Esta é uma possibilidade real, especialmente porque Trump disse que poderia acabar com a guerra dentro de 24 horas. (Uma vez que os ucranianos e os russos lutam há uma década desde que a Rússia invadiu a Crimeia em 2014, esta afirmação parece, na melhor das hipóteses, improvável.)
Além disso, o antigo conselheiro de segurança nacional de Trump, John Bolton, me disse no podcast In the Room que acredita que, se Trump fosse reeleito, cumpriria as ameaças que fez em privado enquanto estava no cargo de se retirar da Otan.
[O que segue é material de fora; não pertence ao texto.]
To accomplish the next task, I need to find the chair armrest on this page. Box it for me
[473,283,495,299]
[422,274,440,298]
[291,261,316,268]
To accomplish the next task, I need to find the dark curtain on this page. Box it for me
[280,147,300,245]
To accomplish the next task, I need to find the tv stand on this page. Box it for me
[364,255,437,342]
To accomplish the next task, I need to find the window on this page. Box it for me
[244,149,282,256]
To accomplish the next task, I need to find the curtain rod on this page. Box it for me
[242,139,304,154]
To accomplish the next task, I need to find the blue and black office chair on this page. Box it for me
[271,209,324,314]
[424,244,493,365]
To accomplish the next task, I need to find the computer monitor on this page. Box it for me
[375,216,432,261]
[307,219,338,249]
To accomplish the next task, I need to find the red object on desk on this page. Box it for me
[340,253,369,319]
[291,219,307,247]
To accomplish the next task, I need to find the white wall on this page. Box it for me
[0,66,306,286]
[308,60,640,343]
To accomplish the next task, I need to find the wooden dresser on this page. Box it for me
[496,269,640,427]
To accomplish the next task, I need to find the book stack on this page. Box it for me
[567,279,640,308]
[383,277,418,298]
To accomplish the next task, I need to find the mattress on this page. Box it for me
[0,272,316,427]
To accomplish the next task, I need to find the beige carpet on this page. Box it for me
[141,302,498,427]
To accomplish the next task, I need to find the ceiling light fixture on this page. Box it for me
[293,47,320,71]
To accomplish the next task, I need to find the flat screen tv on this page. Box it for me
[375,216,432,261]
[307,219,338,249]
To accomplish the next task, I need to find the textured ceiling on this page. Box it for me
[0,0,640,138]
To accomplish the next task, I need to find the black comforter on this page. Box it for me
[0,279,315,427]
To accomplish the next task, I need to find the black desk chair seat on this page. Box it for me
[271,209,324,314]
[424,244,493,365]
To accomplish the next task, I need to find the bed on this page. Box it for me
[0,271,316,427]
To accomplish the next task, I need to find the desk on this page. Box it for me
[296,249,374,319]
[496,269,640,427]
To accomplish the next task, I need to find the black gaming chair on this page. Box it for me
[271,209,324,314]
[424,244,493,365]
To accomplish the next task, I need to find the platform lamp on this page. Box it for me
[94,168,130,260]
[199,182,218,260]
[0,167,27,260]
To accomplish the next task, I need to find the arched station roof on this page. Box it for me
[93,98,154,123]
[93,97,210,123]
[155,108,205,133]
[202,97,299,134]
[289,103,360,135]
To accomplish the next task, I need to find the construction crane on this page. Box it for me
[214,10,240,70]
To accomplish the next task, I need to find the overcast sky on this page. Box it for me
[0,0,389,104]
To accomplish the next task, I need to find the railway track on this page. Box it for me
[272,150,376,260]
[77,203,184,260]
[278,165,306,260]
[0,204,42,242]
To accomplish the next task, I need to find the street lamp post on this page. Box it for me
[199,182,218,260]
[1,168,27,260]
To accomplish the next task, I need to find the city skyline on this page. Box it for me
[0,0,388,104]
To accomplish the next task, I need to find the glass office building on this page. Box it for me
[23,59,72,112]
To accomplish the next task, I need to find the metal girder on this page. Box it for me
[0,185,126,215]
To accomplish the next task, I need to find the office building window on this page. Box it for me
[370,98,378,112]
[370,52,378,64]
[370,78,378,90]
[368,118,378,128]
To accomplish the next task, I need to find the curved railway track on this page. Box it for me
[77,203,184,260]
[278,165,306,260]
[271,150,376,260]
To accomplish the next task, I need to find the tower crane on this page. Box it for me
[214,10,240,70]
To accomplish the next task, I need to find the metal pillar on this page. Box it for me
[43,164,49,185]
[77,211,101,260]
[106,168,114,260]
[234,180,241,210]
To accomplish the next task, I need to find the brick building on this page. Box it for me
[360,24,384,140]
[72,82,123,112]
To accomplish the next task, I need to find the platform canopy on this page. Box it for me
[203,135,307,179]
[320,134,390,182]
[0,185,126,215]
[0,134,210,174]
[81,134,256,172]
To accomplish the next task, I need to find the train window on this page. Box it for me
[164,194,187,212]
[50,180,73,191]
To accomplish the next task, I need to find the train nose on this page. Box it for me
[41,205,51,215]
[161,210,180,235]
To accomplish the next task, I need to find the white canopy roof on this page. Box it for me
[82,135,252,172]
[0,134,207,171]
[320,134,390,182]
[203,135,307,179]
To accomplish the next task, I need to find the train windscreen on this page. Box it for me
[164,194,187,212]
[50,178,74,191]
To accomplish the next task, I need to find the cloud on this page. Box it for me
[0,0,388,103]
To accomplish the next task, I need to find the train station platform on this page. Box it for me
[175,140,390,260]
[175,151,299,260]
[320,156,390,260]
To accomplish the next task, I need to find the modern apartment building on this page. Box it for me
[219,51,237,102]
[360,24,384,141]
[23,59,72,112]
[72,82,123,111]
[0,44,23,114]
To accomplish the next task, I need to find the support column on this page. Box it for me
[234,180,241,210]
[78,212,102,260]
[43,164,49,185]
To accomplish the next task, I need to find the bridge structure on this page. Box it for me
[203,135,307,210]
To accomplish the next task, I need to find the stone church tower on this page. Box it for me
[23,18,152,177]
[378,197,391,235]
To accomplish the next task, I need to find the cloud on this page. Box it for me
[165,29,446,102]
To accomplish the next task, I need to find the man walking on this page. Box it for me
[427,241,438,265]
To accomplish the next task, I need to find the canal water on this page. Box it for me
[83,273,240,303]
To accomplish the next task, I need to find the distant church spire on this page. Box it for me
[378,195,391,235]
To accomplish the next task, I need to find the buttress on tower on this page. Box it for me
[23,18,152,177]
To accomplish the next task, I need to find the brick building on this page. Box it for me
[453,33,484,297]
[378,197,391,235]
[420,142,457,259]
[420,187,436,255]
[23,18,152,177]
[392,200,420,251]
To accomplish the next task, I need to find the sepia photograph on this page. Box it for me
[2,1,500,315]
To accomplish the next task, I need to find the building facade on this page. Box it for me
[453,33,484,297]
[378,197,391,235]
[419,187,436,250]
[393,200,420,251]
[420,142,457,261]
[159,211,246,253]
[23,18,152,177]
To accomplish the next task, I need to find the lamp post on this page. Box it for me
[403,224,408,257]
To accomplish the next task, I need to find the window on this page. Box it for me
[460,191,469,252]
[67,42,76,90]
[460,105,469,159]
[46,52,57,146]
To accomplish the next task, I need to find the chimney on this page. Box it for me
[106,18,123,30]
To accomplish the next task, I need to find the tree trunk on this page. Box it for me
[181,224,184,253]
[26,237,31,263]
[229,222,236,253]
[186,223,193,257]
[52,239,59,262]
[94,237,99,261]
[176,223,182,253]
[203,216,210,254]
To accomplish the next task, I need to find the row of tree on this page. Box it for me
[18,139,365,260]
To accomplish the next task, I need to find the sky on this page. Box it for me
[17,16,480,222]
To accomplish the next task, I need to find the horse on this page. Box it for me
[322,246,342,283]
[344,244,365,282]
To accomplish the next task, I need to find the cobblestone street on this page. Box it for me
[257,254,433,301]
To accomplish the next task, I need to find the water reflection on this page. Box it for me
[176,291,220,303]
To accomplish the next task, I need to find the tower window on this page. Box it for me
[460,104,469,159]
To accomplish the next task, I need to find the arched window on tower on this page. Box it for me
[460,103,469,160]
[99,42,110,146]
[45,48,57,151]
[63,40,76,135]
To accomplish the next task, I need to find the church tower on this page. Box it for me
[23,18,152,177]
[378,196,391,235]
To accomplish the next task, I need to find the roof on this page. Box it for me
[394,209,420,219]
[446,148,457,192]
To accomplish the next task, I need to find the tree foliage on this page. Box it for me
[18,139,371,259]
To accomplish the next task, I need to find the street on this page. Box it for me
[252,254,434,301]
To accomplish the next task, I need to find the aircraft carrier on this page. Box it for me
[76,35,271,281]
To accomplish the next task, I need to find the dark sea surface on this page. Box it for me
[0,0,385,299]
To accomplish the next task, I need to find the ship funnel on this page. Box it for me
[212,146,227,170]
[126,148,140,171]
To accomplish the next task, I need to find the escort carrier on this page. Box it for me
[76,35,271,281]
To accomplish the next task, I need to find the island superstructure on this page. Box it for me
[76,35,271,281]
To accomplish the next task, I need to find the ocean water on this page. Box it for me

Mas consideremos que, nesta primavera, Trump não atrapalhou um enorme pacote de ajuda dos EUA no valor de 61 bilhões de dólares para a Ucrânia. Dado o domínio férreo de Trump sobre o seu partido, ele poderia ter-se oposto a este pacote, e então este certamente não teria sido aprovado na Câmara dos EUA; em vez disso, Trump manteve-se em silêncio, o que no mês passado deu a mais de 100 membros republicanos da Câmara permissão para votar a favor da ajuda desesperadamente necessária à Ucrânia.
Portanto, o que prestarei atenção durante o debate é a explicação sobre qual é o plano de Trump para a guerra na Ucrânia e, mais amplamente, para a Otan em geral, que o seu ex-secretário da Defesa, Jim Mattis, descreveu publicamente como “o plano mais bem sucedido e poderoso na história moderna”.
É certo que Biden e Trump têm diferenças marcantes em estilo e temperamento. Mas também é útil reconhecer que, para além das idades avançadas que partilham, em algumas questões políticas fundamentais, Biden e Trump também partilham algumas das mesmas posições – mesmo que seja politicamente inconveniente para eles ou para os seus apoiantes admiti-lo.
* Nota do Editor: Peter Bergen é analista de segurança nacional da CNN, vice-presidente da New America, professor na Arizona State University e apresentador do podcast “In the Room”. Ele é o autor de “The Cost of Chaos: The Trump Administration and the World.”. As opiniões expressas neste comentário são de sua autoria.